I am cleaning my pantry.
Here are some embarrassing items I have found – embarrassing because I’m not going to use them before I leave:
1) A can of sweetened adzuki beans, bought with some vague Japanese dessert plan, and who left me wondering why exactly can’t I make it from real adzuki in case I wanted to. I still don’t have an answer to that, and anyway the chances of me trying my hand at doing adzuki paste filled mochi are getting thinner by the hour.
2) A small sachet of powdered ‘latte macchiato’, a promotional gift from a pharmacy. There are a lot of pharmacies in Germany and they try to buy you out by giving you little presents – these particular powders were awful, and I’m not sure of why I kept them – or maybe they were not that awful, it is just that I’m not into powdered drinks.
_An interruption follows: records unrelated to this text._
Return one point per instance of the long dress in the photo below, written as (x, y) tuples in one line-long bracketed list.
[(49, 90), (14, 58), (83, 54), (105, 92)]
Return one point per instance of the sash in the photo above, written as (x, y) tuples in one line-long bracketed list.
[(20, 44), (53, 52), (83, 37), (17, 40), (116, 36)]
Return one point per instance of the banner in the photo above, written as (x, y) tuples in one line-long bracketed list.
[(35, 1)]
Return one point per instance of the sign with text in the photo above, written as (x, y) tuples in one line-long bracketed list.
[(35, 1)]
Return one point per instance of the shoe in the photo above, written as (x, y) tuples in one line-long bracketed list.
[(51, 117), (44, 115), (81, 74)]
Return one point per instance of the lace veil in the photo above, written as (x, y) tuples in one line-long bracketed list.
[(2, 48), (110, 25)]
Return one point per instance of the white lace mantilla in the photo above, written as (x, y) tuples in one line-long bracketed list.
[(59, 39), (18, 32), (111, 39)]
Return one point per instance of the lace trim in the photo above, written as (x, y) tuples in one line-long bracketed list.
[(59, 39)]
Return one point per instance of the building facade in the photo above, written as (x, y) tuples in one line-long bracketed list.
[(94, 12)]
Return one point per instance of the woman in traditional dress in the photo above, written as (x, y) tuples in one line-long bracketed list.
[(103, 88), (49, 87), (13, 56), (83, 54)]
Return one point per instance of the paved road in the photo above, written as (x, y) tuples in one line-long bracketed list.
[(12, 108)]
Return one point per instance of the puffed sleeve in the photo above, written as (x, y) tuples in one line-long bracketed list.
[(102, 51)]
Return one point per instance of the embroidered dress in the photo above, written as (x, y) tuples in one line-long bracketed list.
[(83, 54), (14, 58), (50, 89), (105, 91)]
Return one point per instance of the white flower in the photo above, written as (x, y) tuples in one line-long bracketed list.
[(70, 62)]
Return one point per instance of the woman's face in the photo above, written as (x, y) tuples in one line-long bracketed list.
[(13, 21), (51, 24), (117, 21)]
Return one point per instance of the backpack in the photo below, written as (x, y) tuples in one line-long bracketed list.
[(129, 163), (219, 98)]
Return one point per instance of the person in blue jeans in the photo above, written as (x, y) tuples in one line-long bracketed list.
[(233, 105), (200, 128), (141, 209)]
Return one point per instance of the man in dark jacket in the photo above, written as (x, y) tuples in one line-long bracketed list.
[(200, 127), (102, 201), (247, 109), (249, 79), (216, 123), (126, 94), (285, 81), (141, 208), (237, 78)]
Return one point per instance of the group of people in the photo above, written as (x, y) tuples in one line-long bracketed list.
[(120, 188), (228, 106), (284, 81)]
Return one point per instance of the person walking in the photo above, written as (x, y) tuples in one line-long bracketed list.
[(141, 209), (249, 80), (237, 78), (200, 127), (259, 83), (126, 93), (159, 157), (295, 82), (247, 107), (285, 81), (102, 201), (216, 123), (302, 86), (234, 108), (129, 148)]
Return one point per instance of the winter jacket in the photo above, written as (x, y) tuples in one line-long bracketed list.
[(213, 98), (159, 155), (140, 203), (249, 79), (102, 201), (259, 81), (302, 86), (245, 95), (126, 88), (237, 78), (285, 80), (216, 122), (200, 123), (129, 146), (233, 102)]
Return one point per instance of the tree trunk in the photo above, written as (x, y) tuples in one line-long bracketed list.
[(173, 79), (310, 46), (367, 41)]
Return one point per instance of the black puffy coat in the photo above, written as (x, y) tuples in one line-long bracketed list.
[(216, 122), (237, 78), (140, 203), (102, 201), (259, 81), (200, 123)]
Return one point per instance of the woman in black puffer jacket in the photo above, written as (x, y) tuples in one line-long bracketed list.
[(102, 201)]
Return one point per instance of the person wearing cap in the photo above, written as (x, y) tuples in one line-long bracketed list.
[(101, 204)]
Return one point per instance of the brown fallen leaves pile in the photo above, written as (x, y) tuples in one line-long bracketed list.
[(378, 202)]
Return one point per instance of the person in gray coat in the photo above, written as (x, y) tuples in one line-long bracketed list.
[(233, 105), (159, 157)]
I preferred the pharmacy where they gave you little paper blocks.
3) A bag of kamut, the oldest item to date, bought a few days after I moved to Germany in a moment of enthusiasm for all the organic supermarkets: I did not like it, I found it bland when compared to spelt or barley, and it takes ages to cook.
4) Three packets of powdered sugar. When I think I have finished something, I keep on buying it until I have a huge supply. Three packets of breadcrumbs, same logic.
5) A bar of agar agar, bought before I found where they sell the powder here, and mother to more than one culinary disaster – I’d like to know what was in the head of the supermarket’s buyer when he decided to stock solid agar agar as opposed to powder.
6) Some Vietnamese rice paper, and with ‘some’ I mean something like two hundred leaves: considering that four are plenty for a meal, and that I make little rice paper rolls – very cute! – maybe every two months, I wonder how long this stock could last me.
But there is plenty of interesting stuff as well: Italian Venere rice, pitch black, still vacuum packed; my mother’s candied tomatoes and some Calabrese sun-dried tomatoes in oil, both extremely useful for I’m-too-tired-from-packing-to-cook type of dinners.